Monday, May 05, 2008

Hissing At The Limits

Hissing off to Ireland

The geese are hissing horribly.

In the corporate sector, Shire and UBM have already redomiciled to low-tax Ireland, and last week Martin Sorrell said he was thinking of doing the same. These three companies pay chunky amounts of UK tax, but they don't need to be domiciled here: their businesses are global (eg UBM only generates 15% of its profits in the UK).

They're going because a cash-strapped Treasury is engaged in a programme to tax more of their international income here in the UK (under changes to the so-called Controlled Foreign Corporation regime). And they could be joined by others.

According to the left, Brown should simply ignore the hissing. As Poll explains, Shire and UBM aren't currently paying that much UK tax anyway, and even Sorrell's £200m pa is in dispute with HMRC (come to that, UBM is also in dispute). Gordo should - no, don't laugh - tough it out.


These footloose corporations are not the only ones hissing. Suddenly, with prices soaring and the economy wobbling, everyone is noticing just how much tax they're being forced to pay. Tyler's unhealthy addiction to R5 phone-ins highlights the rapidly changing mood:

"It's just cost me £40 to fill my little car - and 70% of that is tax" - two years ago most people Tyler asked had no idea how much fuel tax they were paying.

"My little business is really struggling - and all the government can do is increase the tax on small companies" - nobody mentions the need to fund public services any more.

"My council just whacked up its charges for trade waste - we can't pass it on... we're finished... I'm really angry"

Etc etc.

From rich to poor, the geese are hissing loud and clear.

Unsurprisingly, whatever Poll may do to put some lead into his pencil, Brown is buckling.

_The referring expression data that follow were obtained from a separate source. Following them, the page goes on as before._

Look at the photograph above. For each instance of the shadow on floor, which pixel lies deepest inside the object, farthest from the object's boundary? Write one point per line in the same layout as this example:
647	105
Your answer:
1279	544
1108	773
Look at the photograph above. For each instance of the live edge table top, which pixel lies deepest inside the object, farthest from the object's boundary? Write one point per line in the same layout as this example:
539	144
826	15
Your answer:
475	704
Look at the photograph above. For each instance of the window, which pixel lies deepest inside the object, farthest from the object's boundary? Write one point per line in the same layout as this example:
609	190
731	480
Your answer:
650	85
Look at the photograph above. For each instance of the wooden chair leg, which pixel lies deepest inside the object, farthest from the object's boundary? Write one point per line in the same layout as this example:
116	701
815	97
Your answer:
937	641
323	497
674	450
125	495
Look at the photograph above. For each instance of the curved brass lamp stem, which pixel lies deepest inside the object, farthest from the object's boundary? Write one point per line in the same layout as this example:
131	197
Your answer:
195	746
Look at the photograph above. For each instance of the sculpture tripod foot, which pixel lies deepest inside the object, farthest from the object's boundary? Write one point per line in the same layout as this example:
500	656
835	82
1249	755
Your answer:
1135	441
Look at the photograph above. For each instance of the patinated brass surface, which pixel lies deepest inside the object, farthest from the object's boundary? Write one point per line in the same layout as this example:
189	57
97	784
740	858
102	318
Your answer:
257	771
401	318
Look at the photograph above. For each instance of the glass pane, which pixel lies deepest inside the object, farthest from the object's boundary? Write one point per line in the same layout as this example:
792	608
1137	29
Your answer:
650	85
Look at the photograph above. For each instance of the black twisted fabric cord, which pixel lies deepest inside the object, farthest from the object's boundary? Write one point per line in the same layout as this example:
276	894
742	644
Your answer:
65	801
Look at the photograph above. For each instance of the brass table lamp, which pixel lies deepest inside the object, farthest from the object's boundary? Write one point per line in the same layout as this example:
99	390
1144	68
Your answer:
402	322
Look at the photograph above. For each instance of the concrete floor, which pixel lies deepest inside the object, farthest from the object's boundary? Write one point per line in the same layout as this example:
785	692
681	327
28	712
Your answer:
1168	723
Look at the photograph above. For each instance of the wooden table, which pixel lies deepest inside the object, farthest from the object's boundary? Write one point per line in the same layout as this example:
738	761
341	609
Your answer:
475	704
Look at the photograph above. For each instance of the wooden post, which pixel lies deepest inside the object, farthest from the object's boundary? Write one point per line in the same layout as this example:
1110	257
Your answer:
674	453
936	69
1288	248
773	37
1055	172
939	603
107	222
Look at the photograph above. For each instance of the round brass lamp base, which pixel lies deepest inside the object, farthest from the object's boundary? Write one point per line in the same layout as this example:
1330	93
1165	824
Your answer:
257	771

He's going to scrap his new bin tax before it even gets started, and may scrap his 2p fuel tax rise scheduled for the autumn.

But can he afford to do this? Where's the money coming from?

Yup, more borrowing. Even more borrowing.

And spending cuts - not just the 2% public sector incomes policy but real live spending cuts of the kind imposed by both Wislon and Callaghan.

As we've said many times, Labour governments always end like this. They spend and spend and spend. Eventually, taxpayers can stand no more. At which point, we get a public sector incomes policy triggering massive discontent and strikes. And then we get emergency spending cuts, combining maximum service disruption with minimum efficiency.

One toxic legacy coming right up.

PS It was the brilliant Jean-Baptiste Colbert who advised Louis XIV on the limits of taxation and how he shouldn't pluck taxpayers so hard that they hiss. But he was only dealing with tax at around 15% of GDP: what would he make of tax at 40%?